SAMARINDA: Azan Subuh berkumandang di hari pertama Ramadan 2026/1447 Hijriah.
Di sebuah kamar kos sederhana di Samarinda, Adryan Risady terbangun oleh alarm ponselnya. Tak ada suara ibu yang membangunkan sahur, tak ada aroma masakan dari dapur rumah. Semua ia lakukan sendiri.
Bagi sebagian mahasiswa perantau, momen ini terasa berat. Namun bagi Adryan, Ramadan jauh dari keluarga bukan lagi pengalaman pertama.
Saat dihubungi Narasi.co, Kamis, 19 Februari 2026, pria 26 tahun asal Kabupaten Polewali Mandar, Sulawesi Barat itu bercerita tentang perjalanan sembilan tahunnya merantau ke Kalimantan Timur demi menuntut ilmu.
“Saya sudah beberapa kali puasa jauh dari keluarga. Kalau yang baru pertama kali mungkin agak sedih. Tapi sekarang sudah mulai bisa menstabilkan situasi,” ujarnya pelan.

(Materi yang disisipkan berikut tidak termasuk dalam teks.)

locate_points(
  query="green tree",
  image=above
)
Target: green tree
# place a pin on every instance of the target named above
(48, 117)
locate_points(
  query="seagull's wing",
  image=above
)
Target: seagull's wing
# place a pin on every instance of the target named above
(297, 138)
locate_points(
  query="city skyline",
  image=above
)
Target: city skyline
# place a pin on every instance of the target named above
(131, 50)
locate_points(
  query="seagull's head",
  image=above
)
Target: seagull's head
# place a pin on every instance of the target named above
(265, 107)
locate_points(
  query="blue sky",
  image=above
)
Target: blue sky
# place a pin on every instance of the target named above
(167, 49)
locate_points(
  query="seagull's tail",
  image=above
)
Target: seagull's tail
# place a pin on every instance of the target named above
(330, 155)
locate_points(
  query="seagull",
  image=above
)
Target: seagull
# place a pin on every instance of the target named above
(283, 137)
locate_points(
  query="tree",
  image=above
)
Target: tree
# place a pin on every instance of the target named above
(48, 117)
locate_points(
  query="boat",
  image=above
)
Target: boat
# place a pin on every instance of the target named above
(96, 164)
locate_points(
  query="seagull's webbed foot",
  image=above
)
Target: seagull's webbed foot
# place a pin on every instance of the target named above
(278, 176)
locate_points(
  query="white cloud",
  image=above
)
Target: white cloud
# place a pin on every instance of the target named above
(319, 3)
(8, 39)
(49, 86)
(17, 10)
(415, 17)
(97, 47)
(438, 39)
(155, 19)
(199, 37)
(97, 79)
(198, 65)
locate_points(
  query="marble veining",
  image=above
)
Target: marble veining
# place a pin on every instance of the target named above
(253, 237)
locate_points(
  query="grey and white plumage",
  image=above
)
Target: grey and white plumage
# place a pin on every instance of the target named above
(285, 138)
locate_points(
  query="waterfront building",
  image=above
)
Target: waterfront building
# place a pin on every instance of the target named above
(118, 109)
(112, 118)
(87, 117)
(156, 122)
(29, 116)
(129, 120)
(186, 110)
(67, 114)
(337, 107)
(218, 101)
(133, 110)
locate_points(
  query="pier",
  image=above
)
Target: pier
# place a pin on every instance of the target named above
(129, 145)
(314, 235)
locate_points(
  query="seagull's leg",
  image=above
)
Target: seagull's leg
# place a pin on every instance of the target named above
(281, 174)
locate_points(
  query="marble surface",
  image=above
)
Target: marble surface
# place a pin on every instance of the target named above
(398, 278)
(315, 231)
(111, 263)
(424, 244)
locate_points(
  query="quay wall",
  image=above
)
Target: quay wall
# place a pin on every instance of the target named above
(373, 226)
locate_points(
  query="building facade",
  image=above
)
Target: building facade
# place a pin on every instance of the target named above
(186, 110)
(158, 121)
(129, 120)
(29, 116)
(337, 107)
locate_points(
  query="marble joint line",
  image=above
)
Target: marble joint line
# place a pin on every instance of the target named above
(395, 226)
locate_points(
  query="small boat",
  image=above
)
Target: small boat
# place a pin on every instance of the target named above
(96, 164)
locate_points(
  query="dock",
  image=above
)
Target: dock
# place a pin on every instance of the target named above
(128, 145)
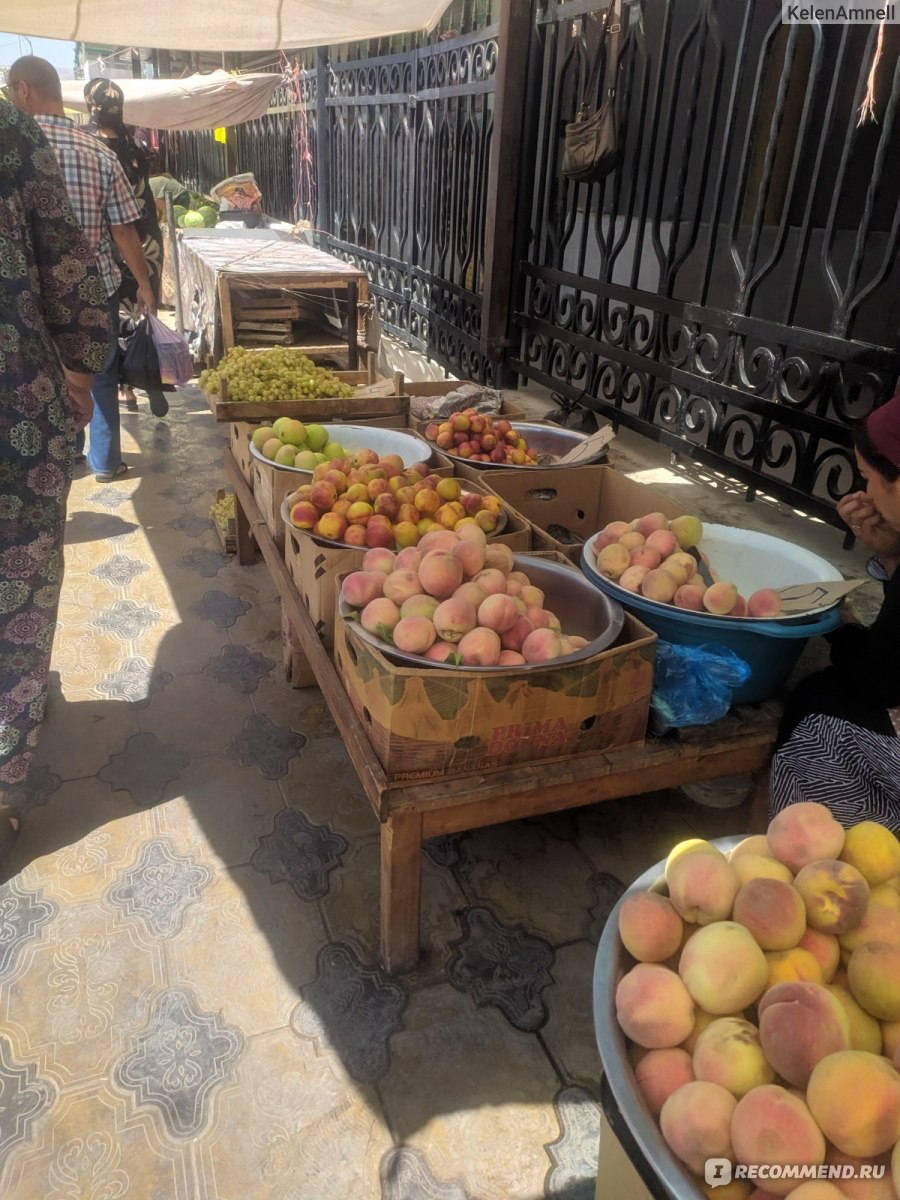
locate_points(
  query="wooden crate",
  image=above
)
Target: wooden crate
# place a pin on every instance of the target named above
(429, 723)
(228, 533)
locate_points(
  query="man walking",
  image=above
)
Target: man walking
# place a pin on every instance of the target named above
(106, 207)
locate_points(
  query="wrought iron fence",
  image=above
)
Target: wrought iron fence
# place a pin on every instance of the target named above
(732, 288)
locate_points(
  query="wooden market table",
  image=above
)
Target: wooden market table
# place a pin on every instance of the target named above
(221, 269)
(412, 813)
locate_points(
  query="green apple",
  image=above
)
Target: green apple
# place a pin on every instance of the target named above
(285, 457)
(293, 432)
(316, 437)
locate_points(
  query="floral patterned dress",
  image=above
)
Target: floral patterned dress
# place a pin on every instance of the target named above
(53, 311)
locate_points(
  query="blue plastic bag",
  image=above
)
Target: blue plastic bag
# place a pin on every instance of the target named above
(693, 684)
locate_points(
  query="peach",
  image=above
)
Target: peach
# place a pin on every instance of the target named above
(874, 851)
(649, 927)
(414, 635)
(687, 529)
(491, 580)
(835, 895)
(633, 577)
(773, 1127)
(480, 648)
(825, 949)
(378, 559)
(855, 1097)
(612, 561)
(661, 1072)
(379, 617)
(874, 978)
(541, 646)
(763, 603)
(439, 574)
(720, 598)
(723, 967)
(702, 887)
(441, 652)
(499, 557)
(757, 867)
(664, 541)
(773, 911)
(756, 844)
(696, 1123)
(688, 597)
(799, 1025)
(792, 966)
(729, 1053)
(454, 618)
(419, 605)
(651, 523)
(514, 639)
(804, 833)
(401, 585)
(659, 586)
(359, 587)
(498, 612)
(864, 1030)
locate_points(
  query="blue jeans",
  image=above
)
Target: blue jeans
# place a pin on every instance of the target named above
(105, 453)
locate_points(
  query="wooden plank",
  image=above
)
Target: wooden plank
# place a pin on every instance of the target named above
(365, 762)
(401, 892)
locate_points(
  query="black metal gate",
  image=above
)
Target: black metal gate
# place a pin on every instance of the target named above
(407, 156)
(732, 288)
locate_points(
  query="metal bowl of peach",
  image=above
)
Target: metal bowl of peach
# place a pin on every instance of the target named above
(582, 611)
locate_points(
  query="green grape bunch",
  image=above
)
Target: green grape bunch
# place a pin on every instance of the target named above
(268, 376)
(222, 510)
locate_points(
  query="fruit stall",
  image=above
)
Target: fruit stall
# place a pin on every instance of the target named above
(497, 681)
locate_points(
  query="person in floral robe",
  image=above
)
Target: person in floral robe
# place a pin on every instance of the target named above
(54, 336)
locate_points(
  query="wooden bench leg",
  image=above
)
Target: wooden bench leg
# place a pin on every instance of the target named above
(401, 891)
(246, 545)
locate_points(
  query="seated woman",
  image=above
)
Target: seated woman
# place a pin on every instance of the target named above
(839, 741)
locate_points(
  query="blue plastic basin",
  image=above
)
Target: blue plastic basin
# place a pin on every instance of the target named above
(771, 648)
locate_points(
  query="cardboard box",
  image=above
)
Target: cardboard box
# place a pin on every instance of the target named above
(241, 433)
(565, 505)
(315, 565)
(431, 723)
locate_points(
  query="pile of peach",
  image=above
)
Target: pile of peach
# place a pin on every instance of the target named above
(649, 557)
(456, 599)
(763, 1008)
(376, 502)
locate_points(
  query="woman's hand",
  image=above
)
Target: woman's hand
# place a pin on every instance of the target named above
(870, 527)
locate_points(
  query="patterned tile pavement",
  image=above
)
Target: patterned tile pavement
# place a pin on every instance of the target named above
(191, 1002)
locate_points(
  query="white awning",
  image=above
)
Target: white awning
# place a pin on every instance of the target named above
(199, 102)
(220, 25)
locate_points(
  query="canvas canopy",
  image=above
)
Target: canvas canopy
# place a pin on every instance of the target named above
(199, 102)
(220, 25)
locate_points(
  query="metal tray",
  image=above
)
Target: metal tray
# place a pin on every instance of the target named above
(550, 441)
(612, 961)
(582, 611)
(502, 522)
(409, 447)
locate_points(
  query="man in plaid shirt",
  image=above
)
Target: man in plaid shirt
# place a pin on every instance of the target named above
(106, 207)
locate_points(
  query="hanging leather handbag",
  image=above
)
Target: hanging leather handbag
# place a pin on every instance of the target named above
(591, 149)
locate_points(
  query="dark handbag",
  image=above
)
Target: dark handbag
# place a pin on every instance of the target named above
(141, 363)
(591, 149)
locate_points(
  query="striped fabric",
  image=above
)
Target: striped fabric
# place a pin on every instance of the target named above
(855, 772)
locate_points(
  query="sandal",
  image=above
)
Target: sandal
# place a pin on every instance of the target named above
(107, 477)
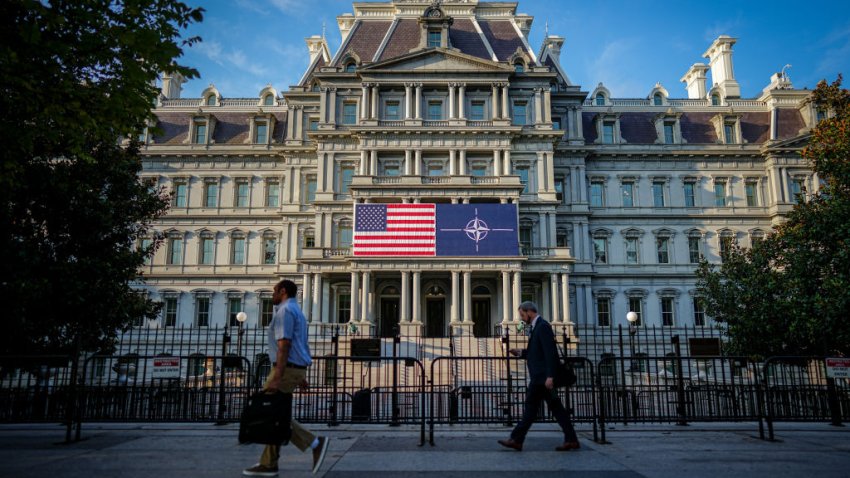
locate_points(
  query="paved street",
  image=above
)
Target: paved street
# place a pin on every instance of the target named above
(202, 450)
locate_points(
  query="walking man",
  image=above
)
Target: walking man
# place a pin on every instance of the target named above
(542, 361)
(290, 355)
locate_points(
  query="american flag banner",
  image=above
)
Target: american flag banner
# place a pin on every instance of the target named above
(394, 230)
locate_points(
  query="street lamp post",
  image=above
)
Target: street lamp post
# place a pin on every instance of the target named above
(241, 317)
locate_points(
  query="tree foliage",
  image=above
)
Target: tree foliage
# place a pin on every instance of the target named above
(790, 294)
(76, 76)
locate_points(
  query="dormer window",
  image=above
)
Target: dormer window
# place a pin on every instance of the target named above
(435, 38)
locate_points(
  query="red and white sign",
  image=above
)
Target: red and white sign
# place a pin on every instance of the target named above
(838, 367)
(166, 367)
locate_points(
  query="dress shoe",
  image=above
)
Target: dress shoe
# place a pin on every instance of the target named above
(510, 443)
(567, 446)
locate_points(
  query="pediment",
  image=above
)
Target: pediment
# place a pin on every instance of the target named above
(437, 60)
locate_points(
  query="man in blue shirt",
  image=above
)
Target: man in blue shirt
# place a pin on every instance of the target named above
(289, 351)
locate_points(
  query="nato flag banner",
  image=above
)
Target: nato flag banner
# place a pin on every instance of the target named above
(477, 230)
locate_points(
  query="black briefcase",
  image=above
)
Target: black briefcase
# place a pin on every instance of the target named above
(267, 419)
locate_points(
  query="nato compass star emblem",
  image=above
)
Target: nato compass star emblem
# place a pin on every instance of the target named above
(476, 229)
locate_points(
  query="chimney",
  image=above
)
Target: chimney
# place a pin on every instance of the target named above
(694, 81)
(317, 46)
(172, 85)
(719, 56)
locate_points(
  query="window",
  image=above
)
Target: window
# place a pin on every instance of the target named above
(690, 197)
(435, 38)
(210, 194)
(346, 174)
(169, 312)
(435, 110)
(632, 250)
(266, 311)
(237, 253)
(720, 193)
(597, 194)
(200, 133)
(750, 192)
(309, 238)
(667, 312)
(662, 245)
(608, 132)
(269, 250)
(729, 133)
(272, 193)
(242, 194)
(207, 250)
(523, 179)
(261, 132)
(636, 306)
(175, 250)
(476, 110)
(668, 132)
(627, 190)
(392, 110)
(144, 245)
(600, 250)
(349, 112)
(694, 253)
(180, 198)
(699, 312)
(343, 307)
(234, 306)
(310, 191)
(603, 312)
(202, 314)
(520, 113)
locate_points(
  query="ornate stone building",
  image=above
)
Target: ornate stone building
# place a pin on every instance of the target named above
(448, 103)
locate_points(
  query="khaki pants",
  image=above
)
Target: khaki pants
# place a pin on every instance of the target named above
(301, 437)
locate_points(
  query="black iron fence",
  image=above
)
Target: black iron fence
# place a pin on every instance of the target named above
(461, 379)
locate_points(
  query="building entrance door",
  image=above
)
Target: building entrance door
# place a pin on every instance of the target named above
(481, 317)
(389, 317)
(435, 310)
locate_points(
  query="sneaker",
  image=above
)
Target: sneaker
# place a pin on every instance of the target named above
(260, 470)
(319, 453)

Adryan datang ke Samarinda pada 2017 untuk kuliah S1 Ekonomi Syariah. Ia menyelesaikan studinya, lalu melanjutkan S2 di jurusan yang sama. Artinya, hampir satu dekade ia melewati Ramadan sebagai anak rantau.
Namun ia tak menampik, pada awal-awal merantau, suasana terasa berbeda.
“Kalau di rumah kan ada yang bangunin sahur, ada yang masakin. Kita tinggal bangun dan makan. Sekarang harus bangun sendiri. Pasang alarm, kadang minta teman saling bangunin,” katanya sambil tertawa kecil.
Ia bahkan punya kebiasaan khusus sekaligus tips agar tak kelewatan sahur.
“Sebelum tidur saya baca Surah Al-Mulk, lalu niatkan mau bangun sahur. Alhamdulillah biasanya bangun,” tuturnya.
Di balik kemandirian itu, ada rindu yang tak pernah benar-benar hilang.
Yang paling ia rindukan adalah suasana Ramadan di kampung. Berangkat tarawih bersama orang tua, berbuka puasa di meja makan sederhana, hingga kehangatan satu kampung yang terasa seperti keluarga sendiri.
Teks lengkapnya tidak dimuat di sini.